I would love to have some thoughts on the following topic:
I’ve been thinking a lot about how can we as people managers can increase the sense fo urgency over our people to the challenges and problems company and products could face.
And I’m talking about this as the way to teach junior people to get hungry and feel ownership of the challenges they’re facing to get successful. I don’t like to think about it as a deal breaker for hiring, or a sign of poor employee engagement, I think about as this people are junior on their role and there is an opportunity to grow them.
I saw a lot of people missing this hungry and sense of urgency in LatAm, like time was unlimited and free, and it start becoming the main difference between hiring in Latam and hiring in the US. Could it be something cultural? What are the strategies you use to train people on this?
The primary company I work with provides services in English, Chinese, Korean, and a few other languages.
I typically find that culture can be part of it, but not always. You can’t really teach it, and I believe it transcends culture. There’s no training people to feel hungry if they don’t. You can incentivize it (and probably should) with bonuses etc.
Practically - all you can really do is get to know people better before you hire them.
Hope that helps.
Yeah, I’m feeling that way about this topic, and it feels kind of sad to think about it in that way. Also, the bonuses strategy, makes me feel that they are there for the money, and not for the challenge. I think this is bad, cause I’m there for the challenge, and my paid is what my job deserves. I would like to think about bonuses as a reward for an amazing impact on the business instead of incentive for hungry .Summarize, I think that the answer is here:
Practically - all you can really do is get to know people better before you hire them.
I like your sentiments around bonuses - the thing is that it’s very impractical to expect people to approach a role that way for longer than a year. Founders and people with a piece of the business often have a different drive to succeed (ownership). Same with folks who head their departments (typically they have pretty good incentives for their success anyway).Not my place to try to change your mind, and I don’t want to. I’ve worked with a few dozen businesses and superstar employees - esp. with this kind of motivation - who are hired at the bottom. They either get promoted to the top quickly or just leave within the year (see current retention issues).The really good ones know to negotiate that career path to begin with (so in a way they’re incentivized anyway). Employee retention becomes an issue if not delivered. So companies just end up paying out whatever it takes to keep them anyway. The era of that kind of drive is ending with Gen Z - who’s exposed to a different scale of success among their Gen Z peers. Agree with you though - it’s sad to say. I was once that employee at my first job and the fact is that it just wasn’t worth it. When people are actually hungry it’s hard to ask them to take that kind of risk for the promise of “growth” in unwritten terms. If the company will have an idea of what to expect if the employee were to crush it, the employee should also know what they’ll get for doing so. Employers who seek this kind of drive and motivation but aren’t willing to write down what they’ll compensate for it is a huge red flag for young job seekers. Hope that helps
Another angle that is a struggle for many is the services vs. product mentality. Services have a built-in sense of urgency that most relate to easily: Client paid for X by Y and this is how we get paid.
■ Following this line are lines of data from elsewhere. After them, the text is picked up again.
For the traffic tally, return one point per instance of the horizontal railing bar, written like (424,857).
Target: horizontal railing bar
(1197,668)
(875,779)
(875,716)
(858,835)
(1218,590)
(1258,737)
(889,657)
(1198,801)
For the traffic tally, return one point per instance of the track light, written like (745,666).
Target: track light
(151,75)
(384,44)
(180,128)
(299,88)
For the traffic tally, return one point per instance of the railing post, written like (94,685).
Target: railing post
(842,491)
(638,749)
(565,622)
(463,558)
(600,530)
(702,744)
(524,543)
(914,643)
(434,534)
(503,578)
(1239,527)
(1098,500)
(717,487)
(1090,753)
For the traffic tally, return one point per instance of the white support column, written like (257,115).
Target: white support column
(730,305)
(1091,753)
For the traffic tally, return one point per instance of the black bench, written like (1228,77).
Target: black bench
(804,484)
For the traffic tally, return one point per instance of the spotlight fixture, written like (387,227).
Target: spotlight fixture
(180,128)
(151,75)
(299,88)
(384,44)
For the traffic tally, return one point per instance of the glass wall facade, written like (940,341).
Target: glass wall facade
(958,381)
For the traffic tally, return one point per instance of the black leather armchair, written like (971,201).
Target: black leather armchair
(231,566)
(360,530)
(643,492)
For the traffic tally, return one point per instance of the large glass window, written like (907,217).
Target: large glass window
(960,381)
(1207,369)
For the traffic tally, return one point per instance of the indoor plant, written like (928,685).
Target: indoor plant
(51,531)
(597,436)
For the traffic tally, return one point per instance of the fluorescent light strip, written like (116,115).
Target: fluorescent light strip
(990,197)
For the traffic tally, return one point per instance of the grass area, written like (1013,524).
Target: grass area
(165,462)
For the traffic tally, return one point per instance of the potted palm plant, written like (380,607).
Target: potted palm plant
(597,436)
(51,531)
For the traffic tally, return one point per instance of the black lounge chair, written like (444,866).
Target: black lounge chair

Product is fuzzier: Often no one is explicitly waiting for X by Y, “the market” doesn’t resonate as a driver of urgency, and we already make money from Z.
As mentioned, driving home the purpose is really the only way to overcome this, combined with constantly sharing the outcomes of what’s been shipped.
I know I am a bit late to the conversation, but would love some clarification. Your initial question of ‘How do people managers motivated teams’ strikes me differently than your follow up question, ‘…how can we as people managers increase the sense of urgency over our people…’. The former feeling philosophical and the latter more mechanical.
How can we better motivate our teams? Instinctively, I am aware that at the heart of it we are discussing people and I want to frame solutions that are people-centric or people-oriented, because as a person this just makes sense to me. However, I often find myself falling into a more machine-centric mindset and end up executing a plan that is ‘solution-oriented’ and fails to address much of the humanity that I started with. This often leads me to feel frustrated as I’ve drawn the map, navigated a way, can see the light at the end of the tunnel, but I cannot get others to follow me out.
How do people managers motivate teams? How do ‘self-starters’ and ‘driven individuals’ ignite the flame they feel inside those they work with? Osmosis? While I jest, I am genuinely curious. I feel this frustration often when I am particularly excited about setting out on a goal and am surrounded by others who claim to share that same excitement, but wind up alone and confused on my self-blazoned trail, questioning why people are they way they are.
Within the parameters of unfamiliarity and short time frames, how do people motivate other people to accomplish a goal they all agreed upon completing?